El arquitecto e ingeniero valenciano reclama al Ayuntamiento de Bilbao y las sociedades Vizcaína de Edificaciones S.A. (VIDESA) y LARIAM 95 S.L., que se retire la citada pasarela al considerar que se vulnera su "derecho moral como autor". Asimismo, solicita que se le abonen 250.000 euros por no respetarse la integridad de su obra y, subsidiariamente, si no puede retirarse la pasarela, una indemnización de, al menos, tres millones de euros por daños morales. Calatrava demandó al Ayuntamiento de Bilbao por haber permitido la colocación de la nueva pasarela, y a Videsa y Lariam 95 S.L. por ser las promotoras de todo el complejo Isozaki Atea, y, por tanto, responsables de la pasarela.
En la audiencia preliminar de mañana, cuyo objetivo es preparar el juicio oral, se realizarán las alegaciones previas al juicio y se propondrán pruebas, que, en su caso, el juzgado podrá admitir o rechazar. En ella, se fijará igualmente la fecha en que tendrá lugar la celebración de la vista oral, salvo que las partes lleguen a un acuerdo en cualquier sentido.
Santiago Calatrava ha demandado que se respete la integridad de sus derechos morales como autor, ya que considera que la nueva conexión con el complejo de Izozaki los vunera, al no respetar el artículo 14.4 de la Ley de Propiedad Intelectual. En él se establece que el autor puede "exigir el respeto a la integridad de la obra e impedir cualquier deformación, modificación, alteración o atentado contra ella que suponga perjuicio a sus legítimos intereses o menoscabo a su reputación".
Obra de arte
En su demanda, Calatrava afirmaba que es arquitecto e ingeniero, "pero también artista", y que su reconocimiento y valía se aprecia con más de 20 galardones internacionales y sus 14 investiduras como Doctor Honoris Causa. En este sentido, destaca que el puente Zubi Zuri es una "auténtica" obra de arte, y que la Ley de Propiedad Intelectual ampara su pretensión de que sea respetada en su integridad. En este sentido, considera que, al unir una pasarela diferente a la que él concibió, no se respeta su obra y denuncia que se haya retirado la barandilla para permitir la conexión de ambas.
Además, afirma que la nueva obra "no responde a ninguna necesidad real de los ciudadanos de Bilbao", porque el Zubi-Zuri tiene "unos accesos perfectos y accesibles tanto por escalera como por rampa". Además, considera que se le hace un "enorme daño moral" porque "jamás en su carrera profesional se ha encontrado el arquitecto ante una falta de respeto semejante", ya que entiende que su obra ha sido "alterada y mutilada" con un "añadido", sin que haya sido consultado.

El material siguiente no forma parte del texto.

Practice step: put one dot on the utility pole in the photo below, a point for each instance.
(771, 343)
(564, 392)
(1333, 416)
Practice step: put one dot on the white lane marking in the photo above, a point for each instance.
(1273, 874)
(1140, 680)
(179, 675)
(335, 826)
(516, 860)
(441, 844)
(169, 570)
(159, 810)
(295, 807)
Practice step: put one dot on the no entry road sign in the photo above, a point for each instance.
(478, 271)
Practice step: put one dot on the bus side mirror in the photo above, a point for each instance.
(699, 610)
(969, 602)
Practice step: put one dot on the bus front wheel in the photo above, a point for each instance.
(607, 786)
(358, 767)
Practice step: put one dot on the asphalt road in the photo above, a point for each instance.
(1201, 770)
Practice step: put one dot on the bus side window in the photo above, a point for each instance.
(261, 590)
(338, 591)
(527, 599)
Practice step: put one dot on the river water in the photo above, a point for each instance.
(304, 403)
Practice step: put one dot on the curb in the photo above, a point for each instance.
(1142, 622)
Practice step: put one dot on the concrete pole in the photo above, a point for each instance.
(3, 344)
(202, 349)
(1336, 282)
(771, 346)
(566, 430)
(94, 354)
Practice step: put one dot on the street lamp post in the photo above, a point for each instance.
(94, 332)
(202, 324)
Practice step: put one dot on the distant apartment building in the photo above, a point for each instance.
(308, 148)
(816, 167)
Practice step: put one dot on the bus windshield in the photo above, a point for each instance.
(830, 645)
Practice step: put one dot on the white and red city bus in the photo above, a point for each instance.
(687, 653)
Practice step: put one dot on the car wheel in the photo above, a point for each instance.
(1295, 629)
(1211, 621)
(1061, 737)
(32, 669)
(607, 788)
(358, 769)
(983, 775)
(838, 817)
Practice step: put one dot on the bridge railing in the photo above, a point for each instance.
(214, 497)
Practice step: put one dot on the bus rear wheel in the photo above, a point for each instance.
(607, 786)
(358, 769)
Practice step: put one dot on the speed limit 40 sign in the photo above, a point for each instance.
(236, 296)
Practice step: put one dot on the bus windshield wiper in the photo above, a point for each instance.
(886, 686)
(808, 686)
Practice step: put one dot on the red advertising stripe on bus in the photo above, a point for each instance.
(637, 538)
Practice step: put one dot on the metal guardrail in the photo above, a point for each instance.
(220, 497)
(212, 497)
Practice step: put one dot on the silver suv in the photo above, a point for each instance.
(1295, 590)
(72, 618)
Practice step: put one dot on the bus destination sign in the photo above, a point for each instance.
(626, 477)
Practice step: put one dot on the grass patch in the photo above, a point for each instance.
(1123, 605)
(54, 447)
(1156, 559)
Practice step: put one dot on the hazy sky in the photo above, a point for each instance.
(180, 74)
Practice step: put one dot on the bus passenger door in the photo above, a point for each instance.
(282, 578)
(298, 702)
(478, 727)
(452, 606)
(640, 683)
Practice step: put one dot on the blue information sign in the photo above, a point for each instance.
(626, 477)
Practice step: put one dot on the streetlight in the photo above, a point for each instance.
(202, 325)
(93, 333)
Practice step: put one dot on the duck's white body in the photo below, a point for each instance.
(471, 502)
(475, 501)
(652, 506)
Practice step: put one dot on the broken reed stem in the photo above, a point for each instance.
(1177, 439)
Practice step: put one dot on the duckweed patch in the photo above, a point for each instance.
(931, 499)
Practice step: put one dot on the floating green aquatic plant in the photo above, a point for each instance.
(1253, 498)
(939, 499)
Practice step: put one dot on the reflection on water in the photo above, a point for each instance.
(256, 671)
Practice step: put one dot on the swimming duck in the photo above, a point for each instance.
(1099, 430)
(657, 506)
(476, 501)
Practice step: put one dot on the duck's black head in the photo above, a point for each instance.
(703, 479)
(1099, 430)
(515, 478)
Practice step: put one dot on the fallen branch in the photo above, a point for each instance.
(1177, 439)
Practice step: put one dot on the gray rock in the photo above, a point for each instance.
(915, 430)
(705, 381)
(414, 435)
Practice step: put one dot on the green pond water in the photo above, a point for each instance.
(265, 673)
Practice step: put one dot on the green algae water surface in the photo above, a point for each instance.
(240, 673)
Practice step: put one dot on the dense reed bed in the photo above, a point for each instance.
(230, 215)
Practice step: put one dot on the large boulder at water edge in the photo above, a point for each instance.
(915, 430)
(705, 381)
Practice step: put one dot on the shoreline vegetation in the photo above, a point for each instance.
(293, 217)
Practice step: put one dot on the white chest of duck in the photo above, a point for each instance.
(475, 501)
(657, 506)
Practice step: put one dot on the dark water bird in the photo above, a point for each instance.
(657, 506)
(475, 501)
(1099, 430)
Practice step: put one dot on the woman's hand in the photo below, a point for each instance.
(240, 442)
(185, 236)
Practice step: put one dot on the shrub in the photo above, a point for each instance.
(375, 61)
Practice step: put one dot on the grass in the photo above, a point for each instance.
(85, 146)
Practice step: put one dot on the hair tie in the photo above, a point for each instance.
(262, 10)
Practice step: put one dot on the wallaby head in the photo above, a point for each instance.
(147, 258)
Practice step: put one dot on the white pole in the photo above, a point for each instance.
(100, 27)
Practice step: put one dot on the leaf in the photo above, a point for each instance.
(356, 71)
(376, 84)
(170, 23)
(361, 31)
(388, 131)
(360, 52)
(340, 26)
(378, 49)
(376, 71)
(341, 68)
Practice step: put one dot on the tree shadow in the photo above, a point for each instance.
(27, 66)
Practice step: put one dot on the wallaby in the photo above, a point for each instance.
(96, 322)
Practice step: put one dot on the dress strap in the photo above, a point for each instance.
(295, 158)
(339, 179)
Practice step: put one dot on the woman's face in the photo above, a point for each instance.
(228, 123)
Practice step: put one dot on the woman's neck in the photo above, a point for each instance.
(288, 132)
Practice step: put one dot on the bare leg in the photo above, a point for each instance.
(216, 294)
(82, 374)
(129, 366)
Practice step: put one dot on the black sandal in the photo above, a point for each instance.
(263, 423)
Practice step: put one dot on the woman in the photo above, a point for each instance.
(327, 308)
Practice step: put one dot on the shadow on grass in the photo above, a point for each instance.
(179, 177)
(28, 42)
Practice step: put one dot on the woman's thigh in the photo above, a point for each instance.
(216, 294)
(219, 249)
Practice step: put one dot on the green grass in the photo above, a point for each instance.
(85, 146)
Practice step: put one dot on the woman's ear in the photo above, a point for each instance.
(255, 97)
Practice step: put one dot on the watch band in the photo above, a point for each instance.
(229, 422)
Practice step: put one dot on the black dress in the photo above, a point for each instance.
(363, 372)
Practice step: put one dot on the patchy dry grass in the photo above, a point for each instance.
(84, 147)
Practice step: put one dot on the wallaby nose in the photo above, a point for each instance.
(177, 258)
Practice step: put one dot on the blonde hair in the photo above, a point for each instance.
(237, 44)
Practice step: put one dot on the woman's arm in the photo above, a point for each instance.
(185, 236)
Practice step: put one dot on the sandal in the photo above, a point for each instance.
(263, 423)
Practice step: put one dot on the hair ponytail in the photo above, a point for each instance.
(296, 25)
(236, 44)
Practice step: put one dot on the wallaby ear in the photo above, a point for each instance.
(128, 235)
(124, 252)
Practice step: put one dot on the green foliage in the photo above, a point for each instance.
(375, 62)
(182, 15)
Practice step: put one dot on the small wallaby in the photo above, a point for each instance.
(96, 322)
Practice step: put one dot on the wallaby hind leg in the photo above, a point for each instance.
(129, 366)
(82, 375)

Por su parte, el Ayuntamiento de Bilbao, al recibir la demanda, argumentó que no podía ser objeto de protección por venir amparado por la Ley de Propiedad Intelectual. En el incidente que se resolvió previamente al juicio, el Juzgado de lo Mercantil número 1 de Bilbao consideró que el puente Zubi-Zuri sí puede estar protegido por esa norma. En un auto dictado el pasado 26 de abril, el juzgado consideró que la protección que otorga la Ley se refiere a cualquier obra artística original, una consideración que, en su opinión, merece la pasarela.